Tuesday, June 17, 2008

Don't volunteer me

I work with a bunch of women, guys too. I work pretty exclusively with a woman named Yolanda. Some days she is lazy and other times she actually gets some work done. She is close to another employee named Yvonne. It is when she is around Yvonne that her productively drops to below zero. I know Yvonne, I like her, she is getting married in August. I think she is twenty, I don't know for sure because altho we are genial to one another, she has never invited me to her house/apt. See, I don't even know where she lives. These two women know I am an excellent cook. I have brought stuff with me to work and shared and they rave about how fabulous I am. I already know this. Another lifetime ago I owned my own successful catering business and I was the head chef.

So. Back to Yolanda and Yvonne. This one day at work a few weeks ago, I saw Yvonne talking with Yo about her bridal shower and they were looking over a price sheet for relish trays, sandwich trays, fruit or veggie trays, meat and cheese trays. You get the idea. Some of these ran close to $50 and more. I asked who was throwing her shower. She said no one.

Red flag.

No one? I asked, "What about your aunts or your bestfriend or the girls you go to church with?" Nope. No one. I think she talked Yolanda into doing it. So Yolanda says to me, right in front of Yvonne, "Honey Bee, why don't you do the food? You're the bomb!" The first thing I said was, "WOW, thanks for volunteering me. I hate when people do that." I gave her a few pointers but said, totally serious, if she cannot afford these trays, she cannot afford to hire me to do her food. I am expensive because I am the bomb.

This seemed to bend Yolanda out of shape and she said, "Sheesh, but she's your friend." Well, arguing about this would have been lost on her since she's been to Yvonne's house and gets rides from her to work and they hang out. Not with me tho. Plus another thing, it would have been cruel to point out the absurdity of this remark in front of Yvonne.


I said, "If you want tips I'll be happy to share. That's the best I can do." i just walked away shaking my head.

Today as I was walking thru work I saw Yvonne and asked her if she straightened out her bridal shower food choices. She shook her head rather strangely and said that they were not going to do trays, they were going to do salads. Oh how nice.

A few hours later Yolanda shows up for work and says to me she is going to need my address for the bridal shower invitation. I say yeah. We're still working and a little while later Yvonne comes by and asks for the address too, I give it to her.

Not twenty minutes later as we're moving onto another phase of our work, Yvonne is tagging alone and Yolanda is yapping away and I'm not paying attention. She says, "Honey Bee, you can bring your chicken salad, that'll be good." "What chicken salad? Where? I make three different kinds, what are you talking about?" "To the bridal shower, your awesome chicken salad." I'm thinking WTF?
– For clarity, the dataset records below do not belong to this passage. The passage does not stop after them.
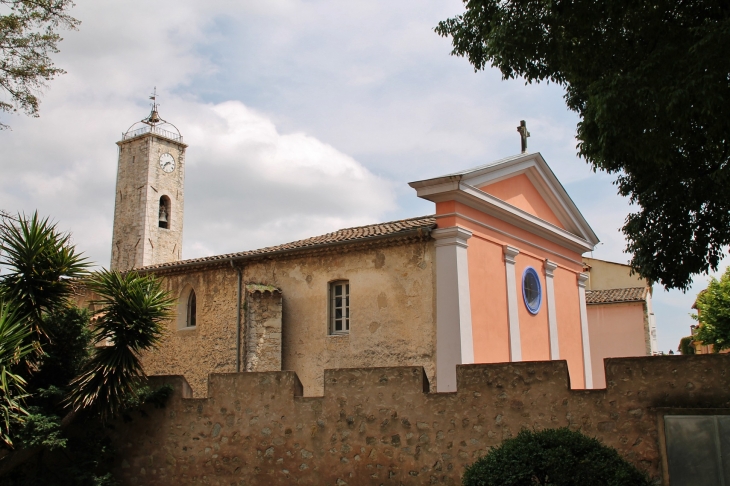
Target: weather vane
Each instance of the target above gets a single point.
(154, 99)
(154, 117)
(523, 134)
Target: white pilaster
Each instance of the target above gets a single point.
(454, 341)
(653, 346)
(552, 314)
(587, 367)
(515, 344)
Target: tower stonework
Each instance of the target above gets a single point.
(148, 209)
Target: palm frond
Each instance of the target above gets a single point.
(132, 311)
(14, 347)
(41, 262)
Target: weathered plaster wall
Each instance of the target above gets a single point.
(210, 346)
(392, 309)
(605, 275)
(378, 426)
(263, 329)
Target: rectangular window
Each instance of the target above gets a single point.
(340, 307)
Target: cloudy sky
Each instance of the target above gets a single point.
(302, 117)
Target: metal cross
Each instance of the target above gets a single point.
(154, 99)
(523, 134)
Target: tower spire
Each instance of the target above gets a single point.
(523, 134)
(154, 117)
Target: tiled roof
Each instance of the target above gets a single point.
(346, 235)
(613, 296)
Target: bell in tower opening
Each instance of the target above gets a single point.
(148, 211)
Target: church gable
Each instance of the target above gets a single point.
(520, 190)
(521, 193)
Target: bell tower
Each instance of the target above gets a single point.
(148, 208)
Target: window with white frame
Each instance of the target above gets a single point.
(340, 307)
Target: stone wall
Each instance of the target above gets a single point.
(263, 328)
(381, 426)
(392, 307)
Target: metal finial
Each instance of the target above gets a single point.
(523, 134)
(154, 117)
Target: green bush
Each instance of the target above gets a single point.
(554, 457)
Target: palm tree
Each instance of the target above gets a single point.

"We want you to bring the salad." "The Thai Salad? For you?" "Yes." Then Yolanda says there are going to be twenty people there. Oh for God's sakes. I said, "I'll think about it."

I didn't need to think about this. Out of the kindness of my heart have have shared food with my co-workers and they think this entitles them to invite me to a bridal shower with the sole purpose of getting me to bring the food. Guests do not bring the food. If it were a potluck party that'd be way different.

My Thai Salad is spectacular. It is also expensive. To cater this main dish salad for twenty women at a bridal shower would cost a minimum of $200. Like I said, she cannot afford. I also don't feel like I know her well enough to cough up all that money and time bringing food to a bridal shower I have no intention of attending.

IF SHE wants to pay to have me make the salad, she needs to hire me. Not invite me and my food. I am so pissed off at Yolanda. I told her before that I didn't appreciate her volunteering me or putting me on the spot and having to point out that Yvonne doesn't have anyone who can afford to hire me for her party.